A Reminder Never Hurts - Medical Fee Dispute Process
For medical fee disputes filed on or after June 1, 2012, a party may appeal the decision by requesting a BRC within 20 days of receipt in accordance with 133.307(g). In the absence of a timely request for a BRC, the decision becomes final. If the dispute is not resolved at the BRC, a party may elect to resolve the dispute through binding arbitration, or the party can request a SOAH hearing by filing a written request with the Division’s Chief Clerk of Proceedings no later than 20 days after the BRC. However, the losing party is required to reimburse the Division for the costs of SOAH’s services and any applicable interest. Information on SOAH costs can be found athttp://www.tdi.texas.gov/wc/mfdr/documents/soahmfdcchcosts.pdf.
2013 Disciplinary Actions
Disciplinary orders were entered against doctors John Gray Andrew, Howard Thomas Douglas III, George Howell Johnson, Sr., Charles W. Kennedy, Jr., and Asra Oberoi for failure to comply with requirements for designated doctor examination and reporting. Dr. Darey Allen Philbrick was removed from the workers’ compensation system and no longer has a medical license.
Another system participant, Dr. Ernest Roman, permanently surrendered his license to practice medicine per the terms of an agreed order in lieu of further disciplinary proceedings against him before the Texas Medical Board for alleged improper operation of a pain management clinic.

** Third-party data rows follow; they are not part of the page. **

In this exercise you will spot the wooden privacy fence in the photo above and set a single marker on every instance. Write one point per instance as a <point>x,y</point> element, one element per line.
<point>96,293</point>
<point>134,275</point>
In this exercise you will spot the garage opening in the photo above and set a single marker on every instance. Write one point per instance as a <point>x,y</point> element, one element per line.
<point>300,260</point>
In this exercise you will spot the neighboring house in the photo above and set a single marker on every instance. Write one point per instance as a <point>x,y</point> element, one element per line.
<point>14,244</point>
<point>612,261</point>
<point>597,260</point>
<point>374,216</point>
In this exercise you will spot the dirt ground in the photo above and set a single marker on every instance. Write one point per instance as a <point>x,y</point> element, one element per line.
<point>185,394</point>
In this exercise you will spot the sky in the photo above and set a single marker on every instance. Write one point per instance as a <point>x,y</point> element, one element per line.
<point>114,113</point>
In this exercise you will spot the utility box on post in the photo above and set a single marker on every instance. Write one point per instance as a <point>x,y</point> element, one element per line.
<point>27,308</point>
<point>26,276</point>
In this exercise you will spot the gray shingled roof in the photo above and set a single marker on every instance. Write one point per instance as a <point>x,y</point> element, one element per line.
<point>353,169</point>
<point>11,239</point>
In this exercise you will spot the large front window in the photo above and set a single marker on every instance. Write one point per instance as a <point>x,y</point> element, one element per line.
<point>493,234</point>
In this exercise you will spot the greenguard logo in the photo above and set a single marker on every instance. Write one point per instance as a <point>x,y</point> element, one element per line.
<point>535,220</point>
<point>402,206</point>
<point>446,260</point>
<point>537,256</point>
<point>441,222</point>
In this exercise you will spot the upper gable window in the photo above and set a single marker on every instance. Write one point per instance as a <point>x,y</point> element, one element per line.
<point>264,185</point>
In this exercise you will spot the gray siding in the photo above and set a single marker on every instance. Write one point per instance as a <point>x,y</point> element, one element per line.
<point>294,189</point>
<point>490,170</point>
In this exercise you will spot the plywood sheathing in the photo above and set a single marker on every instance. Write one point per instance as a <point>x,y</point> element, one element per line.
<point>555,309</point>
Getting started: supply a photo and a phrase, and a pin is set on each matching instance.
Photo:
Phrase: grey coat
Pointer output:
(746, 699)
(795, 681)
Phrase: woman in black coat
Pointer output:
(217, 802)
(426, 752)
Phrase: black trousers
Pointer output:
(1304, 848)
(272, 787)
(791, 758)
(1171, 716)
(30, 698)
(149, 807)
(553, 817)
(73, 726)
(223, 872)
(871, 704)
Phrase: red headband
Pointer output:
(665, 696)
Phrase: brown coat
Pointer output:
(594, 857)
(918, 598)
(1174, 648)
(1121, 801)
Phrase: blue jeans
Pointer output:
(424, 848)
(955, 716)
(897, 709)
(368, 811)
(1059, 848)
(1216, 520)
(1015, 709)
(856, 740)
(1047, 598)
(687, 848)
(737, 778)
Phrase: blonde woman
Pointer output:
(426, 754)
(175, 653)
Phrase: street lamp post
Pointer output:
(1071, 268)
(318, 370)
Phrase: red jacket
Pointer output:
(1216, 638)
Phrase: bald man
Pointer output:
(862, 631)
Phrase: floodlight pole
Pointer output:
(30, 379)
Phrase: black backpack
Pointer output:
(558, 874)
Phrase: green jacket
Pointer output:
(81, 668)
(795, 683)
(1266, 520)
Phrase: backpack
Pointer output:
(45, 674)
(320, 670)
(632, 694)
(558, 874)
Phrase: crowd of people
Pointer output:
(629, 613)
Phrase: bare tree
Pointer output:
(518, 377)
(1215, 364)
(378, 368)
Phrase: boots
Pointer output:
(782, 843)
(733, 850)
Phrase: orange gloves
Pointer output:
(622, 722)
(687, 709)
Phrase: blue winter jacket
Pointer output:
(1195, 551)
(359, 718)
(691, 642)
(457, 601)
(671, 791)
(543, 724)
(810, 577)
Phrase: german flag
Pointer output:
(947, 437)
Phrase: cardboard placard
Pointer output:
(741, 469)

Governmental Immunity May...Or May Not Cover Third-Party Administrators
The Amarillo Court of Appeals recently affirmed the trial court’s summary judgment disposing of claims for damages alleged by the injured worker to be the result of tortious conduct by MHMR, the Risk Management Fund, and the Division. The Court of Appeals agreed that the trial court lacked subject matter jurisdiction because the defendants are immune from suit, finding no clear or unambiguous waiver of that immunity in the Labor Code or Texas Tort Claims Act that would permit suit against them for intentional torts. However, the Court reversed the judgment with respect to defendant JI Specialty Services, holding that the record did not establish that governmental immunity precluded the trial court’s jurisdiction over the claims against MHMR’s third party administrator. The Court found the cases relied on by Specialty Services inapplicable, as they were decided on other grounds rather than any finding that the third-party administrator shared the government entity’s immunity. The Court noted that an Austin Court of Appeals opinion not cited by either party holding that the third party administrator for a state agency was entitled to assert sovereign immunity was based on the relationship between the administrator and the agency as defined by the terms of their contract, while there was no contract in evidence in this case, but cautioned the parties not to read into the discussion any suggestion of the Court’s opinion regarding whether a more developed record might support Specialty Services’ claim of immunity.Taylor v. Lubbock Regional MHMR, JI Specialty Services, Inc., Texas Council Risk Management Fund and TDI-DWC, issued January 8, 2013.